OPCW Issues Report on Technical Assistance Requested by the United Kingdom Regarding Toxic Chemical Incident in Amesbury

4 September 2018

THE HAGUE, Netherlands—4 September 2018— The Organisation for the Prohibition of Chemical Weapons (OPCW) transmitted today to the United Kingdom of Great Britain and Northern Ireland (UK) the report of the OPCW’s mission to provide requested technical assistance in regard to an incident in Amesbury on 30 June 2018.

The results of the analysis by the OPCW designated laboratories of environmental and biomedical samples collected by the OPCW team confirm the findings of the United Kingdom relating to the identity of the toxic chemical that intoxicated two individuals in Amesbury and resulted in one fatality.

The toxic chemical compound displays the same toxic properties of a nerve agent. It is also the same toxic chemical that was found in the biomedical and environmental samples relating to the poisoning of Mr Sergei Skripal, Ms Yulia Skripal, and Mr Nicholas Bailey on 4 March 2018 in Salisbury.

The UK’s delegation to the OPCW requested that the Technical Secretariat share the report with all States Parties to the Chemical Weapons Convention (CWC) and to make the summary of the report publicly available.

The Director-General, Ambassador Fernando Arias, thanked all of the OPCW designated laboratories that supported the technical assistance request for their swift and thorough analysis.

Background

The UK’s request for assistance was made in accordance with Article VIII 38 (e) of the Chemical Weapons Convention. The OPCW team works independently and is not involved in the national investigation by the UK authorities. No State Party is involved in the technical work carried out by the Technical Secretariat.

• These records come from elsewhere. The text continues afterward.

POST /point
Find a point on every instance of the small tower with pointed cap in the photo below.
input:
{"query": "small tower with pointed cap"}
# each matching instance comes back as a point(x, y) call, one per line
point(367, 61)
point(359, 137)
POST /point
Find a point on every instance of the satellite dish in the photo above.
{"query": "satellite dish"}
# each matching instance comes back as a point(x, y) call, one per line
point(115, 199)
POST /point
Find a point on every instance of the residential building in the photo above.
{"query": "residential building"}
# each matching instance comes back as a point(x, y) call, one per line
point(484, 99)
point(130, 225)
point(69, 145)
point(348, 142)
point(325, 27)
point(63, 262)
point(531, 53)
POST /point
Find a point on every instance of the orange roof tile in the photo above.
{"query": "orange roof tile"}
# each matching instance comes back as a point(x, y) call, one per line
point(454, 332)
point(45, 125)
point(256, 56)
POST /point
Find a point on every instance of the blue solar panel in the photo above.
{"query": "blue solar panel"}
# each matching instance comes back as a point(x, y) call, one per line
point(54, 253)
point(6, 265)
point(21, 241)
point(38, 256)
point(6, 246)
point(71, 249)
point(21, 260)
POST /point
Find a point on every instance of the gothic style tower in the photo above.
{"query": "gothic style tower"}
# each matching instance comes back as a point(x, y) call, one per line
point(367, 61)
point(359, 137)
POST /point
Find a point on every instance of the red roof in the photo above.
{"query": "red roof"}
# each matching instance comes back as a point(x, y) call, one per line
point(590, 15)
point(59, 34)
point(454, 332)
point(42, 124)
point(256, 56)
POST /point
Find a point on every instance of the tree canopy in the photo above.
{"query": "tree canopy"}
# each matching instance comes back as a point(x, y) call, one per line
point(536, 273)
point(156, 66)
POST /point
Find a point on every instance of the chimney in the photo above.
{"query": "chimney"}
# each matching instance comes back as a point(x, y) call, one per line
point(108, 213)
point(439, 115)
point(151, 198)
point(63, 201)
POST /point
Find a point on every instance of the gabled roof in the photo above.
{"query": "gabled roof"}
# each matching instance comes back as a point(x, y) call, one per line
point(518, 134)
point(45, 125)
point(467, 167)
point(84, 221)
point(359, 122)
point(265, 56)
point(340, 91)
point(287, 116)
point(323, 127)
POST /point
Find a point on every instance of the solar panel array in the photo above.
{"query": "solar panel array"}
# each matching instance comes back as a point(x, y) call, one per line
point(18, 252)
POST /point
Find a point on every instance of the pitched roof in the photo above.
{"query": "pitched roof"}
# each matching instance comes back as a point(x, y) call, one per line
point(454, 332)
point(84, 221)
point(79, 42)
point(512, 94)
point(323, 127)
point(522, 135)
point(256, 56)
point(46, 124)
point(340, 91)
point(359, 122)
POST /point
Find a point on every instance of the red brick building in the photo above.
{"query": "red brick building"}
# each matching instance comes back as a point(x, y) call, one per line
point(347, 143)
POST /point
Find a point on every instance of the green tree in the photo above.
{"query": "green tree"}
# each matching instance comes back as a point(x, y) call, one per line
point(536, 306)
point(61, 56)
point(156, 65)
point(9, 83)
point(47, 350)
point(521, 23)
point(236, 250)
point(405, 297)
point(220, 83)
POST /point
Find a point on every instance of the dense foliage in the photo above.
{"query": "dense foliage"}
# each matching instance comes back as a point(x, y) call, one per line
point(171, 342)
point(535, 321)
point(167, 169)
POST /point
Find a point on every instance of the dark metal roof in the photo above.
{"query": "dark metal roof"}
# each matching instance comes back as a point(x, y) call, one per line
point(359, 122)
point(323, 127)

OPCW designated laboratories are a linchpin of the Organisation’s verification regime and its capacity to investigate allegations of the use of chemical weapons. They must be able to perform off-site analysis of chemical samples collected by OPCW inspectors from chemical production facilities, storage depots and other installations, or from the site of an alleged use of chemical weapons. These laboratories offer the necessary assurance to our States Parties that chemical analyses needed to make determinations or to clarify issues occurring during OPCW deployments are carried out competently, impartially, and with unambiguous results.

As the implementing body for the Chemical Weapons Convention, the OPCW, with its 193 Member States, oversees the global endeavour to permanently eliminate chemical weapons. Since the Convention’s entry into force in 1997, it is the most successful disarmament treaty eliminating an entire class of weapons of mass destruction. 

Over 96% of all chemical weapon stockpiles declared by possessor States have been destroyed under OPCW verification. For its extensive efforts in eliminating chemical weapons, the OPCW received the 2013 Nobel Peace Prize.